Sunday, October 08, 2006

"Two Turntables and a Microphone" in Downtown LA: L.A. Weekly's Detour Music Festival


Last night Chrissy and I attended LA Weekly's 1st Annual Detour Music Festival in downtown L.A. Headliners Beck, Queens of the Stone Age and Basement Jaxx were accompanied by 15 other Myspace-favorite acts including OH! NO! OH! MY!, Blonde Redhead, !!!, The Like, Of Montreal and DJ sets by Kid Millionaire, VHS or Beta and Shepard Fairey (Complete lineup here).

I'm a fan of the musical medley you get from multi-billing festival lineups, but recent outings to Coachella, Weenie Roast, Acoustic Christmas etc have become a labyrith of stringent security don'ts, mainstream sponsorship booths, overpriced beer gardens and way too many people. Maybe because this was the first annual concert with a smaller turnout or the lineup just attracted a more mellow crowd, but everything about Detour (from easy & close-by $5 parking, short &/or no lines, friendly security peeps who let you stand on street signs and the like to get a better view) was relaxed and about the music-- just what good concerts are supposed to be like.

Saran Wrap Car and Glowing Seahorse Art Installations

Yes, there's still the lineup of booths, but alongside the questionably religious act of recruiting concert-goers--the Kabbalah Center; with a sign on their booth offering a free red Kabbalah string "just for signing up now!"--there were also non-run-of-the-mill booths hawking cool, non-concert related clothing such as $10 Indian silk dresses and skate/street label Royal Cheapskates as well as a booth highlighting the pro-tree planting charity, TreePeople (which received a portion of the proceeds from the concert.) You could also feed yourself between sets without spending the equivalent of a concert ticket (which was a very reasonable $35); affordable food stall choices included $3 pad thai, $4 fried artichoke hearts and $2 for delicious custard puffs from Beard Papa.

The festival started at 2pm, but we didn't get there until 7pm; just in time to catch Basement Jaxx's frenetically-happy set, eat a Beard Papa Cream Puff and find a good spot for Beck.

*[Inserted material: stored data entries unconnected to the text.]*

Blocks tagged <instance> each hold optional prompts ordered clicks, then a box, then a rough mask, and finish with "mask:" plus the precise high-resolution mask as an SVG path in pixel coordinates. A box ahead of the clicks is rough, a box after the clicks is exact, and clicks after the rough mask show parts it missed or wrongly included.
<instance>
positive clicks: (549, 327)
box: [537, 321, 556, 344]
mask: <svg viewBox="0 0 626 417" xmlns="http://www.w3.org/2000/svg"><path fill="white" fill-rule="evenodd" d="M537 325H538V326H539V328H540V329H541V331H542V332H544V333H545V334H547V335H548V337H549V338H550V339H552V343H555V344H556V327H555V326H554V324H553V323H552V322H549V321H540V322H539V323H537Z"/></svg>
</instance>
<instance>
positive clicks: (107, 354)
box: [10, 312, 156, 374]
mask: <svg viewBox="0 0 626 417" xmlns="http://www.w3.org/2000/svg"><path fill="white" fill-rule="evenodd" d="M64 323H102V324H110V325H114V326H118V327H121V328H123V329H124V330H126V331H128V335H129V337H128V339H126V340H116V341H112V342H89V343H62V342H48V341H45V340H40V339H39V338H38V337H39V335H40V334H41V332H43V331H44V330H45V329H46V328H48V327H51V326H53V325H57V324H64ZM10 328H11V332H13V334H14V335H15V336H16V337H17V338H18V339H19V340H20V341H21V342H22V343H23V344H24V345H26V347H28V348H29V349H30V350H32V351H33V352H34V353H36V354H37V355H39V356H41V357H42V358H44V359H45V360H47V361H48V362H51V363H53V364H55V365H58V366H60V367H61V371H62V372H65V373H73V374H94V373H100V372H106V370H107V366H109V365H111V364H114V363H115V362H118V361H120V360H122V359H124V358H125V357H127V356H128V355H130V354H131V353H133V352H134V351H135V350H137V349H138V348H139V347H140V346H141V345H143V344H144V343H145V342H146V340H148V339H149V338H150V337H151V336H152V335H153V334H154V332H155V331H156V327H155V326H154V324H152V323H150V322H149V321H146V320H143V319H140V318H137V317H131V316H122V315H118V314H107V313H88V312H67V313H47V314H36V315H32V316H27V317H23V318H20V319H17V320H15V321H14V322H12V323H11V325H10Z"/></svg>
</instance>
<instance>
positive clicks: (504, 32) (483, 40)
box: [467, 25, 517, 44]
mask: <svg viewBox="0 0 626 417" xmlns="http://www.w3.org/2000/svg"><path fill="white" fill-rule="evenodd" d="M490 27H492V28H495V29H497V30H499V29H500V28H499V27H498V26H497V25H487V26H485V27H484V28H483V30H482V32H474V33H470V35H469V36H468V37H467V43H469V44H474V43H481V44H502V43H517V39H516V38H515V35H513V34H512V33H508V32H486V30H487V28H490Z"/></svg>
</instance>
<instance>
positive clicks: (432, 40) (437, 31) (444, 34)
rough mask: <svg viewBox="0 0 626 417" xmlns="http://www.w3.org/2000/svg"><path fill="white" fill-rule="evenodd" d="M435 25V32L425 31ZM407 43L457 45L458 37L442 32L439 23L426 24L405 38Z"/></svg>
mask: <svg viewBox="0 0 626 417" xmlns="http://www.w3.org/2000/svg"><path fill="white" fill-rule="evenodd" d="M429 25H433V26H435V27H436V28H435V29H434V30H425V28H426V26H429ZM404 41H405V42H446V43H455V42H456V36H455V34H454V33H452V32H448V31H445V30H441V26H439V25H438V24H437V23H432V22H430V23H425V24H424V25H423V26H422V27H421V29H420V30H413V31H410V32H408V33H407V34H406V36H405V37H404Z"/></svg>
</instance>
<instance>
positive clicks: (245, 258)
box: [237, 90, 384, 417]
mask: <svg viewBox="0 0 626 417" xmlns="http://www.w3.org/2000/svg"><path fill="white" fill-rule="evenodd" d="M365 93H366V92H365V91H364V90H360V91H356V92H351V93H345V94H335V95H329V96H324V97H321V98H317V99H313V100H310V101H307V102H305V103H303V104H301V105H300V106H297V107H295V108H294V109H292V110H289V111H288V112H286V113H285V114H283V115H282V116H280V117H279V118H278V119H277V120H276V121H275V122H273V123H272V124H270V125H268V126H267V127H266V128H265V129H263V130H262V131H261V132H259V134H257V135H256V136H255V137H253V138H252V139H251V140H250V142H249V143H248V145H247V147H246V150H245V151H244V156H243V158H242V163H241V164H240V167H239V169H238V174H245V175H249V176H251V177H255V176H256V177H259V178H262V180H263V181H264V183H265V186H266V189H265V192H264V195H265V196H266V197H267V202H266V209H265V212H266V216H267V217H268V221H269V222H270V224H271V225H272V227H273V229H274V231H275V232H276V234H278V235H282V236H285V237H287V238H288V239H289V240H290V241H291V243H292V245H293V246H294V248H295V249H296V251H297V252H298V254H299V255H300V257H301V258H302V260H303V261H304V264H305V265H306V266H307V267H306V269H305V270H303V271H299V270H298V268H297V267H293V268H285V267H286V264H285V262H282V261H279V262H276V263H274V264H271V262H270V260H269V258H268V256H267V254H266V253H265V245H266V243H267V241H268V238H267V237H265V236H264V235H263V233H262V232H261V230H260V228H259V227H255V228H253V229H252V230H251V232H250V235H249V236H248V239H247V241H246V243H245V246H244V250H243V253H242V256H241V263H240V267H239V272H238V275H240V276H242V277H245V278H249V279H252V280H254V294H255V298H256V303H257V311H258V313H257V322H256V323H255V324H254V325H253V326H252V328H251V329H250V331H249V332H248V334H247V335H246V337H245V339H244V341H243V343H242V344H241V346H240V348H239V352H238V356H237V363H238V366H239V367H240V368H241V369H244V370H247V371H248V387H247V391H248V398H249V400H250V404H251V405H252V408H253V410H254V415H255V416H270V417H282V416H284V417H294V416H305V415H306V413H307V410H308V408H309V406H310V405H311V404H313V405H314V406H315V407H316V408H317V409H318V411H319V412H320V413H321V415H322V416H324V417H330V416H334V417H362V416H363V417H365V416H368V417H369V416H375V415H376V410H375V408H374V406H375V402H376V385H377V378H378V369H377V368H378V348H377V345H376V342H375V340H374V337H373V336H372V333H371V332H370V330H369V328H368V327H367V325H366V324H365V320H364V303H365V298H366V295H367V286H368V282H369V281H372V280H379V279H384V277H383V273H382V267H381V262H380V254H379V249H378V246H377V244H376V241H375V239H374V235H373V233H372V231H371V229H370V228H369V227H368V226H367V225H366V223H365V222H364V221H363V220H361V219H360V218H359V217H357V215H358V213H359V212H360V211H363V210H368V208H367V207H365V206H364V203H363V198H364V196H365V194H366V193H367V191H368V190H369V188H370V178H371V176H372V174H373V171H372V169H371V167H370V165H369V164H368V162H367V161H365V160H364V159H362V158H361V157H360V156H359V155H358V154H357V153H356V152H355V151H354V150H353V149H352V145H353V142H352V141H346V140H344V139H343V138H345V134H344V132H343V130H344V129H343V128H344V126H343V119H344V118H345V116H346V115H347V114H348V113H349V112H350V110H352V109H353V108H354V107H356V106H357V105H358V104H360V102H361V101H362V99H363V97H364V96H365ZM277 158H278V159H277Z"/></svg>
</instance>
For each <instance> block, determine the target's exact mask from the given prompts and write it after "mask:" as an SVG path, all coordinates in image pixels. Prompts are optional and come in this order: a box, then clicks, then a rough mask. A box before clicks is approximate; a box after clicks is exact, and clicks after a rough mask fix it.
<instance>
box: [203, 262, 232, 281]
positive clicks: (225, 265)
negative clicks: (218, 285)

His 1hr set was a condensed version of his show at the Wiltern which I saw a couple months ago (complete with the puppets, dancing bears and dinner party set up), but with loud and clear acoustics, a grand entrance with Loser transitioning into back-to-back songs covering his entire discography, new songs from his new album, The Information, a long encore and a 'Snakes on a Tour Bus' short featuring his puppet alter-egos, I thought this show was tighter and more energetic than his Wiltern show.

Although we were only a couple blocks from Skid Row, with two outdoor stages flanking City Hall, another DJ stage inside an old church, art installations displayed outside the courtyard of the CalTrans Building and the Downtown LA skyline providing a twinkling backdrop to the concert venue, it was really cool to be able to enjoy a picturesque and bustling Downtown during night-time.